Banking Change

Raskin Nomination Puts Climate on Fed’s Regulatory Agenda

Concern Grows for Balance Sheet Risks


If President Joe Biden’s nominee for a key regulatory post is approved, examination of banks’ vulnerabilities to climate change could accelerate.

President Joe Biden announced the nomination of Sarah Bloom Raskin, a former Fed and Treasury official, for the Federal Reserve Board’s top regulatory slot on Jan. 14 in a move that could lead to climate concerns being incorporated into bank regulation. 

Biden also nominated Lisa Cook, who would be the first Black woman to serve on the Fed’s board, and Phillip Jefferson, an economist, dean of faculty at Davidson College in North Carolina and a former Fed researcher. The three nominees, who will have to be confirmed by the Senate, would fill out the Fed’s seven-member board. Cook and Jefferson would be just the fourth and fifth Black governors in the Fed’s 108-year history. And for the first time, a majority of the board would consist of female appointees. 

They would join the Fed at a particularly challenging time in which the central bank will undertake the delicate task of raising its benchmark interest rate to try to curb high inflation, without undercutting the recovery from the pandemic recession. On Wednesday, the government reported that inflation reached a four-decade high in December. 

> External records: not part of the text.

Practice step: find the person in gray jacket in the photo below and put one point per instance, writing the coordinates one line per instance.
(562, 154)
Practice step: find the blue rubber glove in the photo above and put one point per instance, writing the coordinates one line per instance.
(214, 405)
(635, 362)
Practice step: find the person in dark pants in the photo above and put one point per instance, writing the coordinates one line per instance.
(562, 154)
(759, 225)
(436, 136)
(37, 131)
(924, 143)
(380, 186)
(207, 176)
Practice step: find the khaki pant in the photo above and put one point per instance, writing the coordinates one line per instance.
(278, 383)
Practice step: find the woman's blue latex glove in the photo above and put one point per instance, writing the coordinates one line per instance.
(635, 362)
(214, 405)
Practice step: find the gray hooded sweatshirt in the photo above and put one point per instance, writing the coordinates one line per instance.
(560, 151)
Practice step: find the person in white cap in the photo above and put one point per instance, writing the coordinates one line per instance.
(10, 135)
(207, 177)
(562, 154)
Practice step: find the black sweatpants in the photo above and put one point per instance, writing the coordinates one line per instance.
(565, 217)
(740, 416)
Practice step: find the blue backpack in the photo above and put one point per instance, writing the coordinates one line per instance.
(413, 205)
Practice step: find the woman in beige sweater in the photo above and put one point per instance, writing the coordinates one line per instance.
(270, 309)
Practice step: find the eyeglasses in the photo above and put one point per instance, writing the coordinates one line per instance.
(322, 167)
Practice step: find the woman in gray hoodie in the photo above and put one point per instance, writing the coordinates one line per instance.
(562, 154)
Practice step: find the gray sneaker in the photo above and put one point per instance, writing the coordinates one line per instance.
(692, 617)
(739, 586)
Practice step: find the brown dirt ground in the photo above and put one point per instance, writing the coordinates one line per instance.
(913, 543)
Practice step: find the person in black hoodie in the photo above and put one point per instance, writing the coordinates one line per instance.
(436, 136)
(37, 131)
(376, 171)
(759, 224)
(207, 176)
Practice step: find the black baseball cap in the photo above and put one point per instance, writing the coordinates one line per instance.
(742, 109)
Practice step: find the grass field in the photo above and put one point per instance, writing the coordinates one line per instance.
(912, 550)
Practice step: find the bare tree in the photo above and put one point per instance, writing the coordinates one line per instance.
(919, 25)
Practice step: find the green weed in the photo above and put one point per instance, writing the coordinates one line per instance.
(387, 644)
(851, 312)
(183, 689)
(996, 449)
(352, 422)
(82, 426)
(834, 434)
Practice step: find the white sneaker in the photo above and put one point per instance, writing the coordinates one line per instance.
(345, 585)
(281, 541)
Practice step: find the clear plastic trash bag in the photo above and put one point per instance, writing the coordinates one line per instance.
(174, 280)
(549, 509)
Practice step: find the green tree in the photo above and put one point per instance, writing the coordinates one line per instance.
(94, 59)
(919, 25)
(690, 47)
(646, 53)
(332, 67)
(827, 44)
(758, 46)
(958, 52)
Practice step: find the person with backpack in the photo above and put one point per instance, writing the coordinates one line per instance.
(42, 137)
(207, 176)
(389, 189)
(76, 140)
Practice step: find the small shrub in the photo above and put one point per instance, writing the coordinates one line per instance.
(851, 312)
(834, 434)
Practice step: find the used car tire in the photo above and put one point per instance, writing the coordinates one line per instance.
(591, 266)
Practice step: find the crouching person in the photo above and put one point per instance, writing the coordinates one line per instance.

In late November, Biden also nominated Jerome Powell for a second four-year term as Fed chair and chose Lael Brainard, a Fed board member, to be the vice chair. 

“This group will bring much needed expertise, judgement and leadership to the Federal Reserve while at the same time bringing a diversity of thought and perspective never seen before on the Board of Governors,” Biden said in a statement. 

Raskin’s nomination to the position of Fed vice chair for supervision – the nation’s top bank regulator – will be welcomed by progressive senators and advocacy groups, who see her as likely to take a tougher approach to bank regulation than Randal Quarles, a Trump appointee who stepped down last month. She is also viewed as someone committed to incorporating climate change considerations into the Fed’s oversight of banks. For that reason, though, she has already drawn opposition from some Republican senators. 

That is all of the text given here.